About the Author: Chunlei Guo is a Professor in The Institute of Optics and Physics at the University of Rochester. Before joining the Rochester faculty in 2001, he earned a Ph.D. in Physics from the University of Connecticut and did his postdoctoral training at Los Alamos National Laboratory. His research is in studying femtosecond laser interactions with matter, spanning from atoms and molecules to solid materials. His research at University of Rochester has led to the discoveries of a range of highly functionalized materials through femtosecond laser processing, including the so-called black and colored metals and superhydrophillic and superhydrophobic surfaces. These innovations may find a broad range of applications, and have also been extensively featured by the media, including multiple New York Times articles. Lately, he devoted a significant amount of efforts to developing technologies for global sanitation by working with the Bill & Melinda Gates Foundation. Through this mission, he visited Africa multiple times to understand humanitarian issues. To further expand global collaboration under the Gates project, he helped establish an international laboratory at Changchun Institute of Optics, Fine Mechanics, and Physics in China. He is a Fellow of the American Physical Society, Optical Society of America, and International Academy of Photonics & Laser Engineering. He has authored about 300 referred journal articles.
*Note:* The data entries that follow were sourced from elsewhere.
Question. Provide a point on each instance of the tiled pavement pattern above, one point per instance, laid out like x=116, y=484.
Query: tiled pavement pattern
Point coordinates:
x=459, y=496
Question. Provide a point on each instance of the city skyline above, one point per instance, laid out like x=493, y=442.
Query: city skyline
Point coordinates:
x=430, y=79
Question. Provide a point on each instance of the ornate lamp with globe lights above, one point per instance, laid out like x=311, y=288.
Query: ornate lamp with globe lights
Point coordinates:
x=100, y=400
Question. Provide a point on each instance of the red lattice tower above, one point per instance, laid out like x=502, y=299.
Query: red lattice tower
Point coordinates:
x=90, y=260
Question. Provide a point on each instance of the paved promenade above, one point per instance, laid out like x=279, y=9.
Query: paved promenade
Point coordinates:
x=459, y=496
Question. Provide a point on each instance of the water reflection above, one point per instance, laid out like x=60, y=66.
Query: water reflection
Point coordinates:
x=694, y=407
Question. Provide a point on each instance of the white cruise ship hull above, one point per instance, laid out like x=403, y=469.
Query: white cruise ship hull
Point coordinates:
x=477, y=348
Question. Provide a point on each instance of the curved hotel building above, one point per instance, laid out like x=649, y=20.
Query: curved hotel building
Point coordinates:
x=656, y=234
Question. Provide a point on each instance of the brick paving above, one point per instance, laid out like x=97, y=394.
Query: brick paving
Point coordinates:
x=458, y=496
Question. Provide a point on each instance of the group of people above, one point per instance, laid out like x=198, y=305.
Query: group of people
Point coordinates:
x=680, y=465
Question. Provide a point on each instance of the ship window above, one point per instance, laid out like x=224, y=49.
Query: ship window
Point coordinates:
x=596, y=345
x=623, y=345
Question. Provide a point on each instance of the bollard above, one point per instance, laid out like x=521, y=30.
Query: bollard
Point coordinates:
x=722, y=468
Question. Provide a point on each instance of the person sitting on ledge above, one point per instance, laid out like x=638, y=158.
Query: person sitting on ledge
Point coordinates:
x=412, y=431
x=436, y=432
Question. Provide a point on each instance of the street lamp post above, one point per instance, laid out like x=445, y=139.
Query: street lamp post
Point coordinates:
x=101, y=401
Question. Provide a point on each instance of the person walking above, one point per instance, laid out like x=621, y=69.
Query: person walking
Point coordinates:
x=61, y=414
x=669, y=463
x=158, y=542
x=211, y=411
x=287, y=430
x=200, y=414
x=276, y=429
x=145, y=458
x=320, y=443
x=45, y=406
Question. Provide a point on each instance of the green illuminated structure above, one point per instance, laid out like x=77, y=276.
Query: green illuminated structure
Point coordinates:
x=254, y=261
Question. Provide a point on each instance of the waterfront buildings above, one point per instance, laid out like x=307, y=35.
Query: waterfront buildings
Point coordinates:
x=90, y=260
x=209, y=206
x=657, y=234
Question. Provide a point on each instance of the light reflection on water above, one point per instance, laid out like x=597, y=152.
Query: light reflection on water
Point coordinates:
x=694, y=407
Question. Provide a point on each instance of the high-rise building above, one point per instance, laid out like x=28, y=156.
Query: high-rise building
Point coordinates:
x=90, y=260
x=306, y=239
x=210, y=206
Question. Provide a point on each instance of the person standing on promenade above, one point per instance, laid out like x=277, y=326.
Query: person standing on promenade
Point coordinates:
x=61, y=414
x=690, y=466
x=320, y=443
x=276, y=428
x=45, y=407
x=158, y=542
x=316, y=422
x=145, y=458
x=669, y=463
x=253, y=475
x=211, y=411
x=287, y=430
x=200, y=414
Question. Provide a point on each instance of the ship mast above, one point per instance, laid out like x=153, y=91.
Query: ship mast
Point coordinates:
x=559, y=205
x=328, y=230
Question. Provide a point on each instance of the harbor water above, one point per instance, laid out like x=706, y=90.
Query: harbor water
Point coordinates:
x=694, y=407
Subhash C. Singh is a scientist at the Institute of Optics, University of Rochester and an Associate Professor at Changchun Institute of Optics, Fine Mechanics, and Physics. Dr. Singh earned a Ph.D. in Physics from University of Allahabad, India in 2009. Prior to working with the Guo Lab, he was IRCSETEMPOWER Postdoctoral Research Fellow at Dublin City University, Ireland for 2 years and a DST-SERB Young Scientist at University of Allahabad for 3 years. He has more than 10 years of research experience in the fields of lasermatter interaction, plasma, nanomaterial processing, spectroscopy, energy applications, plasmonics, and photonics. He has published more than 100 research articles in reputable refereed journals and conference proceedings. His past editor experience includes serving as the main editor for Wiley-VCH book Nanomaterials: Processing and Characterization with Lasers and guest editor for special issues of a number of journals.